Но письмо это, как и все другие, так и не дошло до Кориоллы. Писец-лабрарий в канцелярии складывал послания Луция в его личный ящичек, где они и лежали вместе с деньгами бенефициария и записями его личного дела.
Но потом пришло еще одно письмо — уже не от Луция, а от военного трибуна из Ракаи. Писец прочитал его, сделал отметку в реестре легионеров и пошел искать центуриона Валенса — никого другого, кому бы он мог передать послание, в лагере Пятого Македонского в тот момент не было.
Даки под руководством царского брата Диега работали от зари и до зари. Задача перед ними стояла трудновыполнимая — поднять из руин крепость Костешти, разрушенную римлянами почти до основания. Царский брат Диег сменил здесь Бицилиса, который всю зиму руководил подъемом на вершину камней и бревен.
Но все равно новых камней не хватало, так что вскоре блоки стали брать тут же, вынимали из разрушенной кладки второй жилой башни — ее восстанавливать не было уже ни сил, ни времени. Основание стены теперь охватывало куда меньшую часть холма. В глину, что скрепляла кладку, примешивалась зола пожарища, и раствор получался красным, будто даки добавляли кровь в кладку своих стен.
Уже весной по влажной земле волоком затаскивали наверх здоровенные стволы сосен, вновь воздвигали обрушенный частокол. Пот заливал глаза, ярость грызла сердце. День пролетал как миг. Из обрубленных веток разжигали костры, шипели и стреляли сосновые ветви, и даки работали, пока хватало сил, пока не падали на землю, будто мертвые.
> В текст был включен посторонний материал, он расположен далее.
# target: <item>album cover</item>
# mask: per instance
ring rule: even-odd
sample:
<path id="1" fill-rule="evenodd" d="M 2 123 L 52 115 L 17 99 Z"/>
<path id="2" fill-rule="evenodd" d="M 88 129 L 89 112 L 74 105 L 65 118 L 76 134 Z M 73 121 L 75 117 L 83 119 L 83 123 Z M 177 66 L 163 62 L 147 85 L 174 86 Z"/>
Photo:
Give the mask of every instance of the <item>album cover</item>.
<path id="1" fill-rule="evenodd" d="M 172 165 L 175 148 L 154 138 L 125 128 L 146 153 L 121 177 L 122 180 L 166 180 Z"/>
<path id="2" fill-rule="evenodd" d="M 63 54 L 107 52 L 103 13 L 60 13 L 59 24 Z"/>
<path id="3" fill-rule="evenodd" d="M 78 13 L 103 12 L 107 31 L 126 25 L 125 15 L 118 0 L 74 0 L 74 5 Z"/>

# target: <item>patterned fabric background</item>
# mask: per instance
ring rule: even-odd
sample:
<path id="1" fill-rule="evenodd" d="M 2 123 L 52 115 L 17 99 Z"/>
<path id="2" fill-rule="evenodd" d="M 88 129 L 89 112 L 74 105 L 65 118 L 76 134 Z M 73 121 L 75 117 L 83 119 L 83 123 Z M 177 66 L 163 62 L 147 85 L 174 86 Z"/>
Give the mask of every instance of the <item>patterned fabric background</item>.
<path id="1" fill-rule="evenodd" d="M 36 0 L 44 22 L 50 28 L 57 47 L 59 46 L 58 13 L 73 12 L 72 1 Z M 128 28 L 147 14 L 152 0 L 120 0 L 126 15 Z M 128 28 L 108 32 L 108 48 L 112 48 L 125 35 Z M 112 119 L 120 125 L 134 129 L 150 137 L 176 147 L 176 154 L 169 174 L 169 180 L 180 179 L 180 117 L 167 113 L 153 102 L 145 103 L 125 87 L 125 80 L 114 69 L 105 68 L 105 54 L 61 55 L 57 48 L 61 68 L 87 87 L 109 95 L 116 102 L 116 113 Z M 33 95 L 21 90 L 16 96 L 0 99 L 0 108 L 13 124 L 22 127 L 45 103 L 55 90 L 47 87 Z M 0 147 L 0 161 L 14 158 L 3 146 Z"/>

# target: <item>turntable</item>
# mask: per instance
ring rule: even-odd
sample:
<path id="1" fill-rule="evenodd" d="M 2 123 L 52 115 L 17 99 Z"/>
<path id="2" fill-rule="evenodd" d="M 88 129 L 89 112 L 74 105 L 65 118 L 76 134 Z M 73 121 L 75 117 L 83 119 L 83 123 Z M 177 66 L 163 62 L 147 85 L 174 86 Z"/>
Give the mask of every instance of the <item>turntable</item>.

А потом сидели возле догорающих костров, пили горячую воду, тайком приправляя на римский манер вином (Диег, как и Деценей, запрещал винопитие), ели густую просяную кашу с салом, с дымком. Спать ложились вповалку на склонах, Диег со свитой — в жилом доме-башне. Еще весной стены этой башни восстановили, вновь поставили лестницы на второй этаж, покрыли стропила тяжелой дакийской черепицей.
Одно тревожило Диега: сожженный поселок у подножия холма. Он так и лежал обезлюдевший, в развалинах, лишь над крышами нескольких хижин-землянок вился робкий дымок. Несколько раз посылал Диег гонцов к брату своему Децебалу: мало людей, не успеют к лету восстановить крепость. Ничего не отвечал Децебал. Оставалось одно: работать до изнеможения и молить Замолксиса-Гебелейзиса, чтобы римляне не пришли в горы Орештие этим летом.
И они не пришли.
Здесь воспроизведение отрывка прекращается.